Хотелось до конца дней своих летать в прозрачном и призрачном мире, купаться в хрустальных лучах солнца, вдыхать зеленый запах первозданной свежести, чувствовать облака, оседающие капельками на горячем лбу, удирать от грозы, нестись к Луне, стараясь достичь наивысшей точки полета, и затем — вниз, с меркнущим от разреженного воздуха сознанием вонзаться в теплый туман, стелющийся над низинами, — отголосок растворенного в сумерках зноя, — возвращаться к жизни. Летать, летать, летать… Вечно…
Я резко бью по клавише выбрасывателя. Кубик, не отыграв, вылетает на стол. Дальше слушать я не в состоянии: перехватило дыхание. Последние часы жизни Навигатора — самая трагическая ниточка во всем этом запутанном и прискорбном клубке нелепых смертей.

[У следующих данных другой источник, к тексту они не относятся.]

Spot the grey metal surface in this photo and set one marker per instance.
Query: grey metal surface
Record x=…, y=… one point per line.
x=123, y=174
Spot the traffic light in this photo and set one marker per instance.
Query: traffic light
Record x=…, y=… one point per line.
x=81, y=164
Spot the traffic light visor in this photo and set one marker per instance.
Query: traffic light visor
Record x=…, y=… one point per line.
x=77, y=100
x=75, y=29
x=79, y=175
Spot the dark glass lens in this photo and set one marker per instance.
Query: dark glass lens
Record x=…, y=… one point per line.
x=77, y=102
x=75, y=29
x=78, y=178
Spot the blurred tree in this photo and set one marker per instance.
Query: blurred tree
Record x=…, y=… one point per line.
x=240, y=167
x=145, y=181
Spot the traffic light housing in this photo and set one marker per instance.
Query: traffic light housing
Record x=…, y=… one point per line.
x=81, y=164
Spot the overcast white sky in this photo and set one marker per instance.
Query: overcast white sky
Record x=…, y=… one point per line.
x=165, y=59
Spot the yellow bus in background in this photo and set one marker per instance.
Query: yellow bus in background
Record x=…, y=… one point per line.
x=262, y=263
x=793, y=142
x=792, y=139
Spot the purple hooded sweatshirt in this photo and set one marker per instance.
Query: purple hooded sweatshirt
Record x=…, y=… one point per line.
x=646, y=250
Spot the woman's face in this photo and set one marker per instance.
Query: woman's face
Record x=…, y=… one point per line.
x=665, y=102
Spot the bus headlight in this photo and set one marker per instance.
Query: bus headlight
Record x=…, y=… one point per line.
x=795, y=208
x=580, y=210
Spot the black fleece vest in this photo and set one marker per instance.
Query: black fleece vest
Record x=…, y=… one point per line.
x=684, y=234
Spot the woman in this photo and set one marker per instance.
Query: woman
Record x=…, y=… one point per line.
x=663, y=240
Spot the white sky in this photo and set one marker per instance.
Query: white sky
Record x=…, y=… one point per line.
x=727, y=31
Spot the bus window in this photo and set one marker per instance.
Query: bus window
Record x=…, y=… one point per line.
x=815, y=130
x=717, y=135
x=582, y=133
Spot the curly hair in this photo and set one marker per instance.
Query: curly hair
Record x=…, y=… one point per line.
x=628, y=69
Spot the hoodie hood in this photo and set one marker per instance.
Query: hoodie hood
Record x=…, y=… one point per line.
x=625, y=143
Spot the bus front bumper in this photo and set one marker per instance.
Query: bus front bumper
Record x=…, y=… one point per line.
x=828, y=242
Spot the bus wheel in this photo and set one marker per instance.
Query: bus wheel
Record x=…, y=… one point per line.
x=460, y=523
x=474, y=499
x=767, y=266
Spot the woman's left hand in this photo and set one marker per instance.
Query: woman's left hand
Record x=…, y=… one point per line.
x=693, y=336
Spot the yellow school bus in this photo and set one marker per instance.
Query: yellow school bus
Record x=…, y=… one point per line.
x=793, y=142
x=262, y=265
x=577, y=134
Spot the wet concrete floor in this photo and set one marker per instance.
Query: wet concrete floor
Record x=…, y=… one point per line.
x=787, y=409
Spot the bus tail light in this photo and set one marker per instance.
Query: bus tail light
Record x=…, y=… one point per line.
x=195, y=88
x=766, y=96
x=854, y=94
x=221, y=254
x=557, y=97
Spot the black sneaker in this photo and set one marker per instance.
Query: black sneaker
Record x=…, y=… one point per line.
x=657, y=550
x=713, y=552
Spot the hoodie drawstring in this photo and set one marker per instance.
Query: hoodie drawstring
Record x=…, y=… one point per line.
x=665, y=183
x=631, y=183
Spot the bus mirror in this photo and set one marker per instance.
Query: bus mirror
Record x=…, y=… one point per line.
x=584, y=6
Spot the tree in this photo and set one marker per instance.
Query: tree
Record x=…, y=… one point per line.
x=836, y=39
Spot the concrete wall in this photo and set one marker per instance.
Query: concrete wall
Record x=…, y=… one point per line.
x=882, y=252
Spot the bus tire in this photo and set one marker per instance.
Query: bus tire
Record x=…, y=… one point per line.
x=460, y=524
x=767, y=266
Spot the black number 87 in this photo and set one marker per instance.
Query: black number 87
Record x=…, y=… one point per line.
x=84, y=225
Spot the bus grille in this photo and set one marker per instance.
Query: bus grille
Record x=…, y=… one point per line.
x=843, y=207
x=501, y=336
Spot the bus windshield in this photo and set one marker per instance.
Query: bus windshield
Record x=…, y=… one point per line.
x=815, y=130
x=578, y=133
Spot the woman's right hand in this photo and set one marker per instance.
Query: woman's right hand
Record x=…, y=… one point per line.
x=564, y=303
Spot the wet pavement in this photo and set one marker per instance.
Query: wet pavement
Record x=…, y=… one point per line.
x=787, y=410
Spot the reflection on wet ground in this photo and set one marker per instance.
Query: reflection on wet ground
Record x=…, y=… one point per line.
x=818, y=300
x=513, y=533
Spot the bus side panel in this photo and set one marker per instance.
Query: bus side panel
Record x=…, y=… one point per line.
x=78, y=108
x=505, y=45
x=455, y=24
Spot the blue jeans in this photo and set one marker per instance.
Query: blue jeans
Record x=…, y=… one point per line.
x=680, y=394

Он с ювелирной точностью выстрелил Корабль к Земле, отдав управление посадкой Командиру лишь после того, как убедился в полном восстановлении значения G-тензора. В ясном сознании прошел «контроль», обманув врачебный синклит. Однако слова, запечатленные в фонне, оказались последней разумной записью «космического снайпера».
Уже дома он внезапно потерял сознание. А когда пришел в себя, мысли в глазах его не было. Он бормотал несусветицу, лепетал как ребенок, пускал пузыри и судорожно дергал руками, как бы пытаясь схватить что-то скользкое, но вместе с тем чрезвычайно важное для него, без чего уйти из жизни он не имел права. «Полный распад сознания», — зафиксировал врач. Он же через полчаса, мучаясь беспомощностью, установил смерть…
Есть еще одна причина, по которой я никогда не дожидаюсь конца фонны Навигатора. На ней по странному стечению обстоятельств были записаны слова, произнесенные им за секунду до фатального кровоизлияния. На эту единственную секунду сознание вернулось. И губы прошептали жуткую в своей осмысленности фразу — за малым изменением ту самую, которую произнес когда-то, умирая, Рабле: «Je vais querir le grand Neant». («Иду искать великое Hичто»).
От этих слов мне становится страшно…
«…Вот и все! Кончен полет, кончен эксперимент, и кончены надежды…» — фонну Командира я включаю с третьей плоскости. Сейчас для меня важнее всего еще раз услышать «сны». Размышлений предостаточно. Ретроспективных повествований тоже. В сущности, все они повторяют одно другое. Зато «миражи» или «выродки» — случай особый.
…Внешне все выглядит благопристойно и даже логично. Ни за чем «поехали» и ни с чем вернулись. Или так: в пустоту нырнули, с пустыми руками вынырнули. Взятки гладки. На нет и суда нет.